First off, with regard to car insurance, a deductible is the amount of money you are responsible for paying in the event of an accident.

Car insurance policies have physical damage deductibles in place in an effort to reduce the number of small insurance claims filed, and to keep the cost of insurance premiums down.

Similarly, home insurance and health insurance policies have deductibles in place to minimize costs and reduce superfluous visits.

Deductibles Are In Place to Reduce Claims

Think of it this way; what would prevent us from filing a claim to fix every paint scratch or ding on our car?

Or visiting the doctor every time we sneeze if we didn’t have to come up with some of the money for the repair or the visit?

Insurance companies would quickly go out of business if they had to settle a claim for every negative event that occurred in the world.

Remember, insurers have to employ a lot of staff just to process a claim, no matter how small or large it is.

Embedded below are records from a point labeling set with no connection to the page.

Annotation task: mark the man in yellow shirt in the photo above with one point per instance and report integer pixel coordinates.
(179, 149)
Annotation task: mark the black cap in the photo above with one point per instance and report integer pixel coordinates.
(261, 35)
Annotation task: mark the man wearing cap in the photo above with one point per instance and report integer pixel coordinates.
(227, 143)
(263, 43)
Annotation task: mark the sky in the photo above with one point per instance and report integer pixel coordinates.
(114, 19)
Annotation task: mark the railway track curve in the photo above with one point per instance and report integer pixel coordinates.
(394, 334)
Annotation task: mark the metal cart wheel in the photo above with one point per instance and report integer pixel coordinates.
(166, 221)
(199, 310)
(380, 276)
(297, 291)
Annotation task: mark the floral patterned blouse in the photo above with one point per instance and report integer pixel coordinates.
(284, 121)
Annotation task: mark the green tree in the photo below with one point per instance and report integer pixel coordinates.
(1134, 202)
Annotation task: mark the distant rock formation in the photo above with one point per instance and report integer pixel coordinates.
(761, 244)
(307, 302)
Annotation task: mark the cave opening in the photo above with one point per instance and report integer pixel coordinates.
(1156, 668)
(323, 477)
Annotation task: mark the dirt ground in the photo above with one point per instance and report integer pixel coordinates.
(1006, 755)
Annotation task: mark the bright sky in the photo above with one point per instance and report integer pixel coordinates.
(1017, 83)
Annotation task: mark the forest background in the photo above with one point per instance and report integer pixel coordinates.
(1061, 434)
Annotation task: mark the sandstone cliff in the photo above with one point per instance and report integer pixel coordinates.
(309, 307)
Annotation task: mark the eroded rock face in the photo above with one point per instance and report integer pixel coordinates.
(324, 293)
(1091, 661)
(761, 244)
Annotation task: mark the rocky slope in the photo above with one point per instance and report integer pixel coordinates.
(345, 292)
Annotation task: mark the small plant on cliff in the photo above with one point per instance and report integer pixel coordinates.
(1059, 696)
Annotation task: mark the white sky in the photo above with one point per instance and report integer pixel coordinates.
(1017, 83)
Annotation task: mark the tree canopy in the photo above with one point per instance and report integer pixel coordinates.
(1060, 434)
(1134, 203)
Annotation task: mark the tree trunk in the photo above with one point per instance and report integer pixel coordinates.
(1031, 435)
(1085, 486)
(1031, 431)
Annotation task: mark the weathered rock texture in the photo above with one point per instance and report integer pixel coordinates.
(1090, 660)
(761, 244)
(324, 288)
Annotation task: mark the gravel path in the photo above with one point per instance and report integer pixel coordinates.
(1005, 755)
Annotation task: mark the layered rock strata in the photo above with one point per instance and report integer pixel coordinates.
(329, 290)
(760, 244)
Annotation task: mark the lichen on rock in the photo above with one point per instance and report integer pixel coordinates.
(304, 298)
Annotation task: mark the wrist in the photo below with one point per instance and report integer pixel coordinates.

As such, your insurance premium will increase if you choose to lower your deductible.

When shopping for insurance, you’ll typically be offered a choice of deductibles ranging from $250 to $1,000.

The higher the deductible you choose, the lower your insurance premium will be.

Conversely, the lower the deductible, the higher the insurance premium.

Lower Deductible = Higher Premium
Higher Deductible = Lower Premium

It is generally recommended that you carry the highest deductible you can afford; this will likely save you money over time.

Sure, you’ll have to pay more in the event of a claim, but your insurance premium will cost less each year, which could offset future costs, assuming a claim even occurs.

You can take things a step further and avoid filing claims and just pay out of pocket for any property damage you suffer if financially capable, assuming its relatively minor.

Insurance companies use Motor Vehicle Record (MVR) and CLUE reports to determine your individual claims history and subsequently how much to charge you for insurance.

If a bunch of claims show up in your records, you’ll be looking at higher insurance rates come renewal time.

If you’re looking to lower your existing insurance rate, you can adjust your deductibles to save on costs (as noted above), shop for insurance quotes online, and/or explore possible discounts that may have been overlooked.

There are a number of options available to lower your rate without switching to another insurance provider.  Check out the good driver discount and/or the good student discount.

Both of these options may allow you to keep or increase your current coverage or liability limits without lowering your deductible!